SEPERTI menjadi gaya hidup baru yang mulai menggeser pamor bersepeda, kegiatan naik turun gunung atau hikking kini menjadi olahraga yang digemari warga kota.
Bagi warga Ibu Kota Jakarta, kawasan perbukitan Sentul di daerah Bogor menjadi ajang pemula untuk kegiatan naik turun gunung.
Jika ingin menantang, Gunung Semeru di Jawa Timur atau Gunung Gede di Jawa Barat menjadi uji nyali berikutnya.
Jika masih ragu naik gunung, bisa uji coba ke Gunung Sahari dekat Pasar Senen – Pasar Baru di Jakarta.
Berbeda dengan pentas politik nasional, “turun-naik” gunung kini menjadi perdebatan panas yang menarik.

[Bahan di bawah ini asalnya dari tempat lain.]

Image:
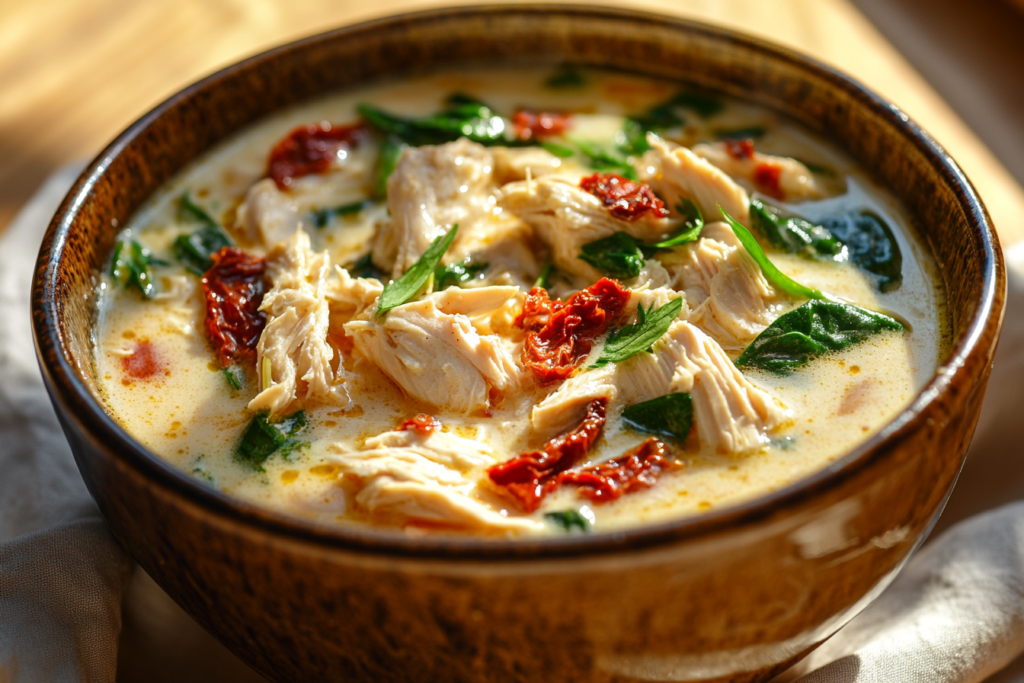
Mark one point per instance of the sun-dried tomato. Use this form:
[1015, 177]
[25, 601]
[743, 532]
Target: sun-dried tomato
[309, 150]
[529, 476]
[233, 288]
[560, 335]
[422, 423]
[739, 150]
[626, 200]
[530, 125]
[766, 177]
[636, 470]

Bermula dari rekaman video Presiden ke-6 Indonesia, Susilo Bambang Yudhoyono (SBY) yang wanti-wanti akan turun gunung mengingat ada tendensi pelaksanaan Pemilihan Umum (Pemilu) 2024 penuh dengan kecurangan (Kompas.com, 17/09/2022).
Ketua Majelis Tinggi Partai Demokrat itu mengaku mendengar kabar ada tanda-tanda bahwa Pemilu 2024 akan diselenggarakan dengan tidak jujur dan tidak adil.
Kontan saja, penyataan SBY yang diduga dilakukan saat acara Rapat Pimpinan Nasional Partai Demokrat itu membuat pamor “turun” gunung menjadi terangkat lagi.
Bahkan menurut sinyalemen SBY, di Pemilihan Presiden (Pilpres) nanti sudah disetting pesertanya hanya dua pasang capres-cawapres saja yang dikehendaki oleh pihak tertentu.
Seperti ingin meramaikan jagat perseteruan antara pesulap merah dan para dukun, kali ini SBY justru bukan bertindak sebagai dukun yang bisa meramal siapa yang akan maju di pentas calon pemimpin negeri ini.
Konstelasi pembentukan koalisi partai-partai, alih-alih penetapan capres-cawapres masih begitu cair dan fleksibel.
Seperti gayung bersambut karena jelas “sasaran” SBY adalah pihak penguasa, salah satu partai politik pengusung terkuat Presiden Joko Widodo, yakni PDIP langsung bereaksi.
Malah Sekjen PDIP Hasto Kristiyanto sambil berseloroh menyebut, sejak kapan SBY naik gunung?
Jika SBY ingin turun gunung untuk melakukan tudingan terhadap pemerintah Jokowi maka giliran PDIP yang akan naik gunung agar bisa melihat jelas apa yang dilakukan SBY selama ini (Kompas.com, 17/09/2022).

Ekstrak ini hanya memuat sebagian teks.